Has this basic outlook changed? Yes, but only on the margins, based on the numbers in hand. Trouble may be brewing, but there’s a strong case for arguing that the data through March still aren’t weak enough to compel the National Bureau of Economic Research at some point to declare that a new recession began in that month. We don’t yet have a full reading on the April reports, but what is available to date doesn’t look dark enough to expect that NBER will date last month as the start of a slump either.
When the next recession does arrive, what signs will provide unambiguous confirmation? Professor Ed Leamer of UCLA, in an NBER research paper from 2008, outlined a simple gauge for judging the major turning points in the business cycle: “Monthly US data on payroll employment, civilian employment, industrial production and the unemployment rate are used to define a recession-dating algorithm that nearly perfectly reproduces the NBER official peak and trough dates.” By that standard, the economy isn’t likely to be in a recession as of April. As the chart below shows, each of the three indicators continued to post year-over-year percentage changes at levels that are associated with economic expansion.

You can find a degree of confirmation for the chart above in various business cycle indexes. The Conference Board’s Leading Economic Index, for example, continued to anticipate growth through March. And while the Chicago National Fed National Activity Index weakened in March, its three-month moving average was still “above trend,” which suggests that a new recession isn’t imminent. The Philadelphia Fed’s Aruoba-Diebold-Scotti Business Conditions Index also looks sufficiently buoyant to raise doubts about expecting a new slump in the immediate future.
Another reason for keeping an open mind on the cyclical outlook until the data convince us otherwise is the message embedded in the output gap, or the ratio of real GDP to potential GDP (using a definition of potential GDP that’s estimated by the Congressional Budget Office). “It is not a technical ceiling on output that cannot be exceeded,” CBO explains. “Rather, it is a measure of maximum sustainable output—the level of real GDP in a given year that is consistent with a stable rate of inflation. If actual output rises above its potential level, then constraints on capacity begin to bind and inflationary pressures build; if output falls below potential, then resources are lying idle and inflationary pressures abate.”
As such, when the ratio of real to potential GDP is above 1.0, that’s a sign that the economy is bumping up against its growth limit for the near term. On the flip side, readings below 1.0 are a signal that the economy has spare capacity. In the first quarter of this year, the ratio was far below 1.0, as the chart below shows. It’s also worth noting that nine of the last 10 recessions have started with readings above 1.0. A reading under 1.0 by itself doesn’t insure that the economy will remain recession-free. But a reading so far below 1.0, as it currently is, raises questions about anticipating a new downturn when the economy appears to have so much capacity sitting idle.

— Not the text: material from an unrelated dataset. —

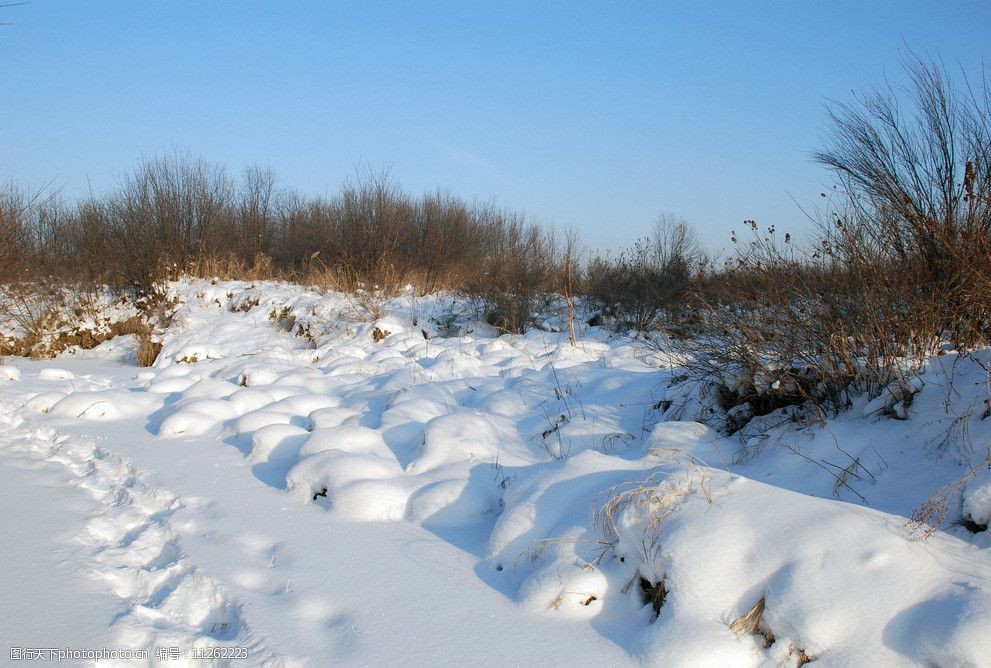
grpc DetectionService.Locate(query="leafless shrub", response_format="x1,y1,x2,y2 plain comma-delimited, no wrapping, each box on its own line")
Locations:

Ultimately, predicting a new recession and finding overwhelming statistical support for the onset of the event are two different things. This much is clear: if ECRI’s forecast is correct, we’ll soon see much clearer warning signs in the numbers scheduled for release in the days and weeks ahead, including tomorrow’s April update on retail sales, Wednesday’s release of industrial production for last month, and the Conference Board’s Leading Economic Index update for April.
The jury, it seems fair to say, is still out on what happens next for the economy. There are danger signs, but it’s not yet clear that the cycle is destined to succumb in the near term to contraction. Then again, maybe the data updates for the week ahead will disabuse us of this optimism.